Disney's Aladdin is a video game based on the Disney animated movie. The game is an action platformer developed by Virgin Interactive and is a different game from the SNES version developed by Capcom.
In this game, the player controls Aladdin, who must make his way through several levels including the streets and rooftops of Agrabah, the Cave of Wonders, the Sultan's dungeon and Jafar's palace.
Enemies include guards and street performers, as well as animals including snakes and birds. Aladdin can attack by throwing apples or using his scimitar. Throughout the levels, Aladdin can collect more apples to throw, and gems which can be traded for extra lives or continues. Finding a Genie or Abu icon will allow the player to enter the bonus stage at the end of the level. The Genie game is a slot machine game which awards the player extra apples, gems, lives, or continues. The Abu game has the player controlling Aladdin’s pet monkey, who must dodge pots falling from above, while catching the gems that also fall.
The game was highly praised at the time for its use of cel animation, and its score, which featured 5 original arrangements and 5 which were adapted from the film's score. The game was designed by David Bishop, coded by Mike Dietz and David Perry, and animated by Andy Luckey and Ian Freedman. The music was done by Donald S. Griffin, under the direction of Tommy Tallarico. Some of the creators on the game went on to form Shiny Entertainment, and much of the impressive technical techniques used in Aladdin were used in their Earthwom Jim titles.
The Genesis version was worked on by Disney animators, under the supervision of Virgin's Animation Producer, Andy Luckey. The team used a "Digicel" process - developed at Virgin Interactive by David Perry, Andy Astor, Andy Luckey and Dr. Stephen Clarke-Willson - which compressed the data from the animator's drawings into the limited data storage capacity of the Genesis cartridge.

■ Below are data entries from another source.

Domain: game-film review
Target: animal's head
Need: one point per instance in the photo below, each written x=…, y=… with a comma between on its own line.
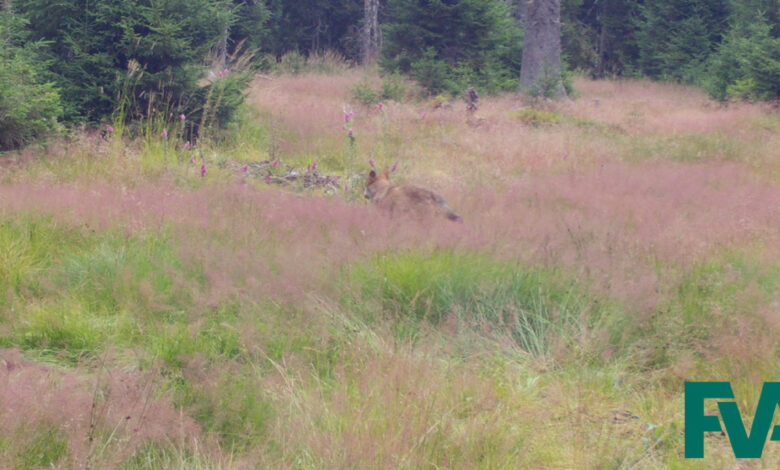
x=375, y=182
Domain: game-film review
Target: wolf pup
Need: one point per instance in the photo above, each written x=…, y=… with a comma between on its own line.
x=405, y=199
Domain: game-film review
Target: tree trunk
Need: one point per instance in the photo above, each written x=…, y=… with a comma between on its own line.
x=602, y=66
x=541, y=67
x=372, y=38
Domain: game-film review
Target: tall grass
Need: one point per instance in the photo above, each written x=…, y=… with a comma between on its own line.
x=612, y=248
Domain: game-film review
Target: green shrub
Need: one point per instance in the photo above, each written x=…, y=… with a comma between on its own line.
x=143, y=58
x=29, y=105
x=747, y=64
x=449, y=46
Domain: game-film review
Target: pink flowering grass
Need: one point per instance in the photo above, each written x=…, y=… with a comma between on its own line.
x=102, y=417
x=658, y=203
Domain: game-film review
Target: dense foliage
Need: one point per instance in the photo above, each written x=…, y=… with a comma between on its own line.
x=29, y=104
x=448, y=46
x=145, y=56
x=88, y=60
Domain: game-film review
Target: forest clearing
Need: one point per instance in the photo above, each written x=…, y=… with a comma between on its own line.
x=172, y=306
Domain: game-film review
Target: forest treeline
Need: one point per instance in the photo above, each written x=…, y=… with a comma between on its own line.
x=87, y=60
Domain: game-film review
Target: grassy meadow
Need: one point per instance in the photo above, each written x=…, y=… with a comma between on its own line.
x=165, y=307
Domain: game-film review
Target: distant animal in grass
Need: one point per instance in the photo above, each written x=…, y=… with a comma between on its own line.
x=406, y=200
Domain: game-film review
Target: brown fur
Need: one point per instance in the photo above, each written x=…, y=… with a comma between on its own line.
x=412, y=200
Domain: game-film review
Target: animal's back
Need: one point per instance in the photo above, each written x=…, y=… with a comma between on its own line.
x=418, y=201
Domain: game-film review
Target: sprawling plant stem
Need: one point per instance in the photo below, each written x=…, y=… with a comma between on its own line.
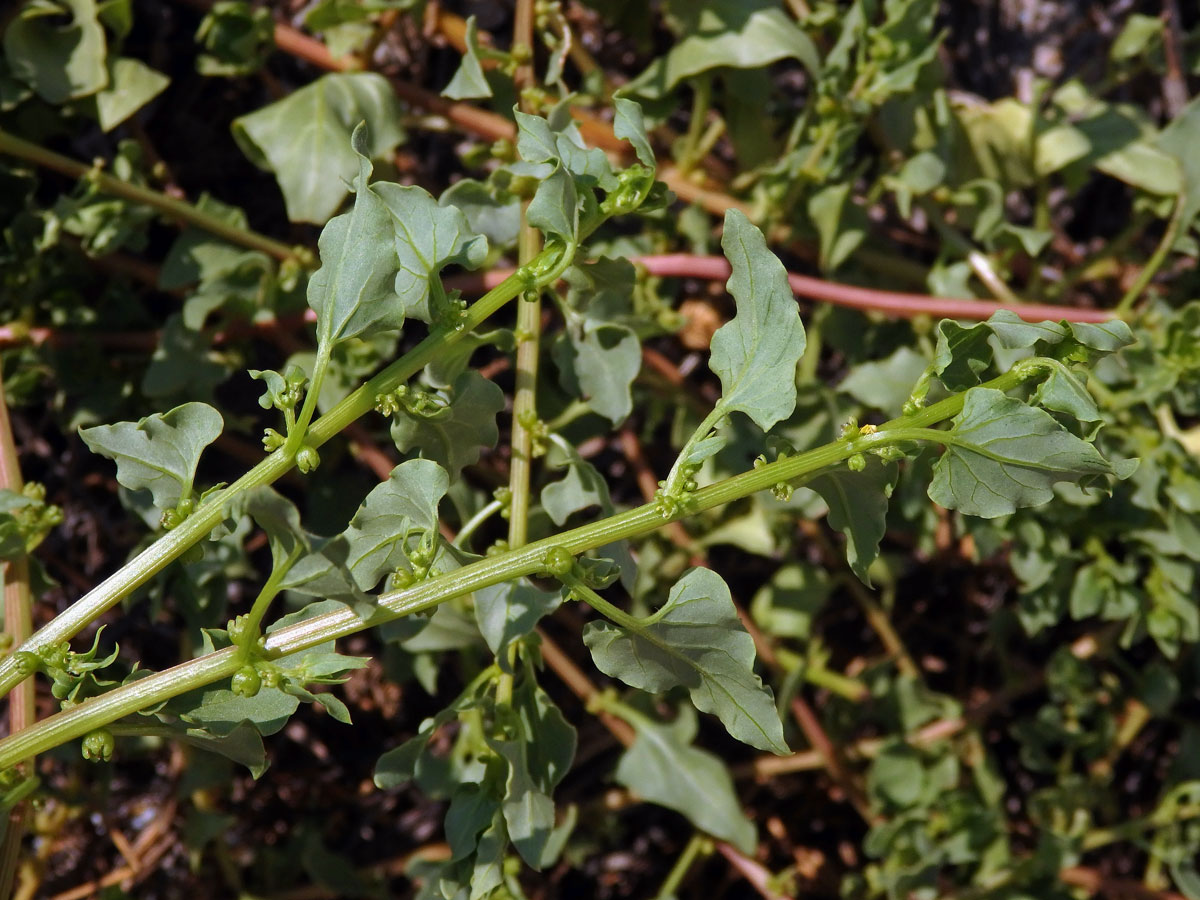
x=210, y=514
x=427, y=594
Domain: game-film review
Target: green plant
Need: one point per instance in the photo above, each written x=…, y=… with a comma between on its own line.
x=1003, y=436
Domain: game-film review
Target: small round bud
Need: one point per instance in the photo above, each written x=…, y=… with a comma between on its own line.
x=559, y=562
x=246, y=682
x=97, y=745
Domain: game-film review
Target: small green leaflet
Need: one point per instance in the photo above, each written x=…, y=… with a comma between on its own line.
x=509, y=611
x=858, y=508
x=663, y=767
x=454, y=435
x=59, y=60
x=353, y=291
x=737, y=34
x=1002, y=455
x=429, y=237
x=305, y=138
x=405, y=504
x=696, y=641
x=755, y=354
x=159, y=453
x=468, y=82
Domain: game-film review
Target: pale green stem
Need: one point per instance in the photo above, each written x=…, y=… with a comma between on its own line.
x=427, y=594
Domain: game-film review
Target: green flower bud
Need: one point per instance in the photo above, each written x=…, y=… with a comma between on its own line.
x=246, y=682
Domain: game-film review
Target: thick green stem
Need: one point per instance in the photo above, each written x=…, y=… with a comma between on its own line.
x=168, y=205
x=525, y=403
x=427, y=594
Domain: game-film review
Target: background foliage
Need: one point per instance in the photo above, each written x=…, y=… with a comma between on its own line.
x=991, y=695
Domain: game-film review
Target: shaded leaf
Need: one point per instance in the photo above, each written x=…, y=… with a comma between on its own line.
x=663, y=767
x=305, y=138
x=1002, y=455
x=454, y=435
x=159, y=453
x=858, y=508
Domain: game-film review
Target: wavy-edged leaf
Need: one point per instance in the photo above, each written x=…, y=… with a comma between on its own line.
x=736, y=34
x=59, y=60
x=455, y=435
x=1002, y=455
x=858, y=508
x=305, y=138
x=663, y=767
x=468, y=82
x=159, y=453
x=509, y=611
x=695, y=641
x=405, y=504
x=353, y=292
x=756, y=352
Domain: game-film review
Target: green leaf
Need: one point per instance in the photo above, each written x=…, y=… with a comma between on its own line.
x=858, y=508
x=755, y=354
x=696, y=641
x=60, y=61
x=131, y=85
x=739, y=34
x=509, y=611
x=353, y=291
x=455, y=433
x=963, y=353
x=159, y=453
x=887, y=384
x=580, y=489
x=539, y=756
x=1002, y=455
x=429, y=237
x=629, y=125
x=468, y=82
x=555, y=208
x=663, y=767
x=305, y=138
x=840, y=223
x=403, y=505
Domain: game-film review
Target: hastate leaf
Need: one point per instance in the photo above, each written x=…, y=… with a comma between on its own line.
x=305, y=138
x=1002, y=455
x=858, y=508
x=454, y=435
x=159, y=453
x=755, y=354
x=353, y=291
x=427, y=237
x=695, y=641
x=663, y=767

An NES game was released in Europe based on this version. It was also ported, unofficially, twice more to the NES under the names Super Aladdin and Aladdin 2; Super Aladdin is generally considered superior to the official port. The (original) NES version was in turn also made into a Game Boy version, which was compatible with the Super Game Boy and later ported to Game Boy Color. The PC versions (Amiga and DOS) were also based on the Mega Drive/Genesis version.